We left Ushuaia the night before, passed the Chilean port town of Puerto Williams an hour later. Despite what Ushuia says, Puerto Williams is truly the southern most community in the world.
We were on Deck 12 early to stake out prime viewing spots. Today we´d round Cape Horn: this would be the absolute highlight of an already extraordinary journey.
¨Mystified¨is the word Genda used, and she was right. I´d seen fjords before, glaciers and dramatic mountains, but I´d never rounded the southernmost tip of the world. This was going to be great.
It was the 5th week of summer, but a frigid south wind pelted us, pinging bits of sleet against our windbreakers. Snow flurries raced past us on the sharp snap of wind.
We´d been sailing around the western end of Tierra del Fuego. This was a brittle world of half drowned mountain summits, a battleground where restless waters collided with the tops of the Andes which were here near the sea. Most of the land was bare and climbed from the water in massive curves and billows of glaciated stone. A few scrawny trees clung together in heroic clumps. The great swell of the Southern Ocean crashed on rocks, ledges and islets, flinging the shattered water high in the air.
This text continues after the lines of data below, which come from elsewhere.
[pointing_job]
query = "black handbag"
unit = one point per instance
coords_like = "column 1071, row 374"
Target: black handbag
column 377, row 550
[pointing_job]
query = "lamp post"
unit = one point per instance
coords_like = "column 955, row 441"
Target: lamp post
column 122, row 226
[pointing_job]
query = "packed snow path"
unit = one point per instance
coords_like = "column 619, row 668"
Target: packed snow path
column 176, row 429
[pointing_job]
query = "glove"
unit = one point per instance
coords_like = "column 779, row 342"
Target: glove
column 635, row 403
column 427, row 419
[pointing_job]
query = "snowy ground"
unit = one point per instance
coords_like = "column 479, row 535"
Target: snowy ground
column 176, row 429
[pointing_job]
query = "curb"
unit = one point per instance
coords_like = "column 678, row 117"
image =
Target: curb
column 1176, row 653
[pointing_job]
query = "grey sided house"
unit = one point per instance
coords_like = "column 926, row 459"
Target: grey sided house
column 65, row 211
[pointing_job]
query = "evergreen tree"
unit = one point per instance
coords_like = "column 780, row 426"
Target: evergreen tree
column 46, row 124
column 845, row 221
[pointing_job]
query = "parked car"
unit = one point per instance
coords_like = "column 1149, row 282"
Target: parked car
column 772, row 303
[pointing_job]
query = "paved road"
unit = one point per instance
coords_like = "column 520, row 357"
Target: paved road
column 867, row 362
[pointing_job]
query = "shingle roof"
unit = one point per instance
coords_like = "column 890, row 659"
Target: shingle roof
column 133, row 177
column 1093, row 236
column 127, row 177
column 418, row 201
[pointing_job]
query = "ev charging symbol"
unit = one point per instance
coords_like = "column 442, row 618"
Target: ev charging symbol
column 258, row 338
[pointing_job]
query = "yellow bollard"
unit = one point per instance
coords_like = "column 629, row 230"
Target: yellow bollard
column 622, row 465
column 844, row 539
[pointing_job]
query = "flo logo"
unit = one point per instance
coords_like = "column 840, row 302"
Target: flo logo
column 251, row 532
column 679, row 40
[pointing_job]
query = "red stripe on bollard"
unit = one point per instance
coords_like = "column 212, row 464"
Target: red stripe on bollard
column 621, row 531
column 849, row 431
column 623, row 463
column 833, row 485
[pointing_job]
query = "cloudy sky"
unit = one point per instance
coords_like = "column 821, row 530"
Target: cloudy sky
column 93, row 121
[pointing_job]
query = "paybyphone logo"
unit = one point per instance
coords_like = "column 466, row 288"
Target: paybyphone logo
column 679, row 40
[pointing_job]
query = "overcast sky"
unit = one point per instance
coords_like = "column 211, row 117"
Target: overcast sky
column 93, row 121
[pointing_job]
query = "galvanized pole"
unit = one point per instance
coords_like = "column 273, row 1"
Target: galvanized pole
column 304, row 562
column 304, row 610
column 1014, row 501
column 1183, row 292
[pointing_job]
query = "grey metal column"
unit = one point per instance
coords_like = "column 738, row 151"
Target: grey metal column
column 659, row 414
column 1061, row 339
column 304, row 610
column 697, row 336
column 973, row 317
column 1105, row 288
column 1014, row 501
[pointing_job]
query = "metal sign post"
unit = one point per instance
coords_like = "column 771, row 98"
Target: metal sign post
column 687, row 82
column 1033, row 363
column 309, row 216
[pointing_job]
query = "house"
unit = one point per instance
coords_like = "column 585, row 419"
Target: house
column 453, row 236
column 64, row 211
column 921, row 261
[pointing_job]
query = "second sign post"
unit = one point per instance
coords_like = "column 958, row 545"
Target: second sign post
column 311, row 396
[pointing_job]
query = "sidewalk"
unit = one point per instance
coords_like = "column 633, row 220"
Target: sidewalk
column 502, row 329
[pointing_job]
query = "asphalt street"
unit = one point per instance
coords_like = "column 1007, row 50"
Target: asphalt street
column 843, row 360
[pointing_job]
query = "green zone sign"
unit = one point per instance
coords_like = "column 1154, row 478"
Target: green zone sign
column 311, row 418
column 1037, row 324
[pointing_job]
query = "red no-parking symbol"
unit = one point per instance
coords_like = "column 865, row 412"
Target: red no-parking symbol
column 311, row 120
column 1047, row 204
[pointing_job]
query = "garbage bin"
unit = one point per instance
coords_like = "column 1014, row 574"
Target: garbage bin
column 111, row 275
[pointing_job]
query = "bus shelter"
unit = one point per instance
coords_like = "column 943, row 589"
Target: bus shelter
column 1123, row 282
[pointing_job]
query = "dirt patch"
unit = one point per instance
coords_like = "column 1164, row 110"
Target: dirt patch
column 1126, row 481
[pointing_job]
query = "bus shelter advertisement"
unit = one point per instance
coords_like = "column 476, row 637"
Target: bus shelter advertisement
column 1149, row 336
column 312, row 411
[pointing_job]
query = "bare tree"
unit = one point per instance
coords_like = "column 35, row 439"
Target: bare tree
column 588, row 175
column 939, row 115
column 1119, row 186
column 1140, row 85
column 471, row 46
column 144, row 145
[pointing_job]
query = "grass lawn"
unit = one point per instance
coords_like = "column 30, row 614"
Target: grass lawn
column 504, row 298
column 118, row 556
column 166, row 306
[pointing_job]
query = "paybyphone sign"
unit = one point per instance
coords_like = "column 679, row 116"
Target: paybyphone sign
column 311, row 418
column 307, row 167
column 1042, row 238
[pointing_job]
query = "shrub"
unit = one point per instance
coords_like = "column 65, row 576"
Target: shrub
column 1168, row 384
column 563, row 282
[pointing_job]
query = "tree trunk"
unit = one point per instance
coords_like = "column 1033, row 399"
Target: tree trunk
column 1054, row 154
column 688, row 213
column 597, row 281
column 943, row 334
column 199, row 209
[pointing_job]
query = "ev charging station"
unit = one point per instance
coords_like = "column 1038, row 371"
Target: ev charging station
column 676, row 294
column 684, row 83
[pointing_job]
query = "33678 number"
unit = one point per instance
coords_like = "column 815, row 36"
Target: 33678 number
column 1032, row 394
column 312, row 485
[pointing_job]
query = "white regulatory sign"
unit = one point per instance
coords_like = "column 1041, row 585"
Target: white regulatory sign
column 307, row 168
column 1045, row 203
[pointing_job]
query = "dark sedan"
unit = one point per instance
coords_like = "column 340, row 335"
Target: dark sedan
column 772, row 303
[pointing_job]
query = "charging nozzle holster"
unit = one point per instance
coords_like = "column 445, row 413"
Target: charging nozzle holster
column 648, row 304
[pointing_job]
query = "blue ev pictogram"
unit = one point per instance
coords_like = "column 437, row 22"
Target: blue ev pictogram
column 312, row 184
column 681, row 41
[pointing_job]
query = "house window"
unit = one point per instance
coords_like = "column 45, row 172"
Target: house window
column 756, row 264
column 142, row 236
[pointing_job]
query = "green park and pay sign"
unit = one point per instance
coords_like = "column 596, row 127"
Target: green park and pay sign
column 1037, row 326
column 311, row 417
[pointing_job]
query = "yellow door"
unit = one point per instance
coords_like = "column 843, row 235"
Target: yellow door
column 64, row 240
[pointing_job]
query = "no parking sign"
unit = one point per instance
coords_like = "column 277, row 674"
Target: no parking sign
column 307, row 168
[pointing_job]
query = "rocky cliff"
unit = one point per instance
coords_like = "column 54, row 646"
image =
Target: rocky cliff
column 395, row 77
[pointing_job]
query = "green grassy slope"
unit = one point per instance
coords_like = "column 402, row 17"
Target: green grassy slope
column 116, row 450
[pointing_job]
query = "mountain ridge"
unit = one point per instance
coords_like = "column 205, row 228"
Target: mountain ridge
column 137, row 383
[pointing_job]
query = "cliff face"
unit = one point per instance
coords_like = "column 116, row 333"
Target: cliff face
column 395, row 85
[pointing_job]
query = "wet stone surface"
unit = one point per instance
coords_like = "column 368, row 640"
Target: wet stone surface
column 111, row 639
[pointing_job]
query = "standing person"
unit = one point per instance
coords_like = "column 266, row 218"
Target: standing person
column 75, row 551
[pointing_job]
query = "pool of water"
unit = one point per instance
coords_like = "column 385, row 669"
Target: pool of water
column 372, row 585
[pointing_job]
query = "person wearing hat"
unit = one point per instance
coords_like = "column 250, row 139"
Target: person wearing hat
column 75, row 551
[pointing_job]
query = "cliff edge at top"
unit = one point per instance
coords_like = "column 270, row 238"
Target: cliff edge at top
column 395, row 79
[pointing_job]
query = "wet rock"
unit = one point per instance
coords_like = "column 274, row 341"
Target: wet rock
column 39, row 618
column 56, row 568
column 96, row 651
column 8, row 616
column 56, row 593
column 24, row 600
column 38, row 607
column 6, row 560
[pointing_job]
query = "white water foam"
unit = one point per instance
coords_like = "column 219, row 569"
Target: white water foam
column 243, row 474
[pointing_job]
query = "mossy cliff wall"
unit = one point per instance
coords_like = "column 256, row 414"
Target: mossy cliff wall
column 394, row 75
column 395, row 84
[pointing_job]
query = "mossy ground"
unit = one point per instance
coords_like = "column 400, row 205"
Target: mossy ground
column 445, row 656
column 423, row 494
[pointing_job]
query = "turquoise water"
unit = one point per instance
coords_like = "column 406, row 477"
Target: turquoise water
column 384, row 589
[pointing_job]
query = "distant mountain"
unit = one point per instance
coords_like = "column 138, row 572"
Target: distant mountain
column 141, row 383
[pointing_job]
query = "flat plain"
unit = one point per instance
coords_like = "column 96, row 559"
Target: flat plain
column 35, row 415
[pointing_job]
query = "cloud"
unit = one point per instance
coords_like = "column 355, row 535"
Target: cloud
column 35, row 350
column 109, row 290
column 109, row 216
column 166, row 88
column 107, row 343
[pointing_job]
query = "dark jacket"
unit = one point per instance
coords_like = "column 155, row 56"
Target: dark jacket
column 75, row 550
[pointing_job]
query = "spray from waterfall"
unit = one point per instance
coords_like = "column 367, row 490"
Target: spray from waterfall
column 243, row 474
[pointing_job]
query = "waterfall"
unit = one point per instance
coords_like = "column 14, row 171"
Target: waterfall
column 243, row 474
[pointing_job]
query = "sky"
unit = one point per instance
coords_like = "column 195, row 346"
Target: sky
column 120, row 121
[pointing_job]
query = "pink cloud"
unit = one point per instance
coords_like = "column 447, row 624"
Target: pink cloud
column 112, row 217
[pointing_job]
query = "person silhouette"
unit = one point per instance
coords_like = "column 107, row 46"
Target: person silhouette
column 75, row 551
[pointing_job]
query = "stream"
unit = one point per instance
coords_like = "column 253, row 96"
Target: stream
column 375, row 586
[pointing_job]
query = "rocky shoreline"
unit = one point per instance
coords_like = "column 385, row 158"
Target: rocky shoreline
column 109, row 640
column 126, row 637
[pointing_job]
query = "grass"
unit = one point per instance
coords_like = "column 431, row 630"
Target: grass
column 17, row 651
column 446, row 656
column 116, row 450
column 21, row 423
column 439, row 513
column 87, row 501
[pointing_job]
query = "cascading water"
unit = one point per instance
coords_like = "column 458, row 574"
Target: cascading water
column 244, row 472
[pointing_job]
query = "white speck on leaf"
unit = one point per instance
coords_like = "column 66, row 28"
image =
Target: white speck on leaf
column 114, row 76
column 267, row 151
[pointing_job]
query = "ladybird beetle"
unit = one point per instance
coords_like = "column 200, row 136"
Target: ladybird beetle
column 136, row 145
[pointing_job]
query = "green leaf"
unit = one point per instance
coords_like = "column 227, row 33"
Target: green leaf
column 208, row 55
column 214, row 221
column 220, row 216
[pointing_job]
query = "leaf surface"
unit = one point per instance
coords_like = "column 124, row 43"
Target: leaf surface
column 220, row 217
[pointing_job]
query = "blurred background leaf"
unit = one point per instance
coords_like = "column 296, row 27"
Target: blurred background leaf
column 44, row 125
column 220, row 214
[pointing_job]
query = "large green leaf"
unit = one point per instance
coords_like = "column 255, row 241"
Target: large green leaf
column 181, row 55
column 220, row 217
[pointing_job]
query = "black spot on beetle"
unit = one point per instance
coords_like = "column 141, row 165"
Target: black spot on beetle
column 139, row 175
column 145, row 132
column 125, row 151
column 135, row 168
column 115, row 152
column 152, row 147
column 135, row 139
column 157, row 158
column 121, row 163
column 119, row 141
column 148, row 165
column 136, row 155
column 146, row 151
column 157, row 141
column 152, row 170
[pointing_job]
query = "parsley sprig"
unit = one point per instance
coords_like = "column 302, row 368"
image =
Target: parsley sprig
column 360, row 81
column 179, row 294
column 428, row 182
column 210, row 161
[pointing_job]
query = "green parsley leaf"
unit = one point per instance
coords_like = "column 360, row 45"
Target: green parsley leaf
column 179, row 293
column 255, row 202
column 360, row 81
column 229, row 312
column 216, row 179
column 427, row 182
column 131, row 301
We were wildly excited as the Cape came into view. It wasn´t much more than a remote and lonely rock, part of an isolated archipeligo in the Southern Ocean. But is was a fabled piece of rock, and... By now deck 12 was full and we were supremenly happy to have secured a prime viewing location. The wind was wild. Sleet alternately turned into a cold, light rain. The boat fought stiff winds. We were at the confluence of the Atlantic, Pacific and Antarctic Ocean and the seas were rough. What a thrill!
We watched Cape Horn climb to its highest peak--1,331 feet--and at its triangular, pointed cliff that tumbled into the sea amidst a jagged horror of blunt rocks and upset waters.
Shortly after we had passed the Horn, four brilliant shafts of light, spotlights from Heaven, slashed through the murky skies and beamed down on the cold, gray open seas. It was as if God was blessing the countless souls whose lives had been lost in their attempts to round this perilous point.
For me, my journey down the full length of Chile had come to an end. It had been two weeks to the day that I´d crossed from Peru into the northern Chilean town of Arica. I´d travelled through the driest desert on earth, along magnificent Pacific coastline, then through the glorious fjords of Patagonian. I`d passed dramatic snow-mantled peaks and finally exited the country as we rounded Cape Horn. More then once I´d been overwhelmed to tears.
We lingered on deck for some time. It had all happened so fast. Whether it was a vapor of wind or the flinty reality of Cape Horn, the Patagonian Channels were behind us. I had accomplished my goal: a transit of the Chilean waterways, a brief look at Tierra del Fuego and a fleeting look at the fabled and awesome Cape Horn.
A few hours later hundreds of us gathered poolside to be baptised as "Honorary Fuegians."
"May the chill be with you," uttered the Captain, as he dumped a bucket of icy cold Fuegan water on our heads. It was all great fun.
It had been quite a start to the day and nothing more on this cruise could equal those magic moments, early on a snow/sleet-filled summer morning, when we rounded Caped Horn--the southern most point on Earth.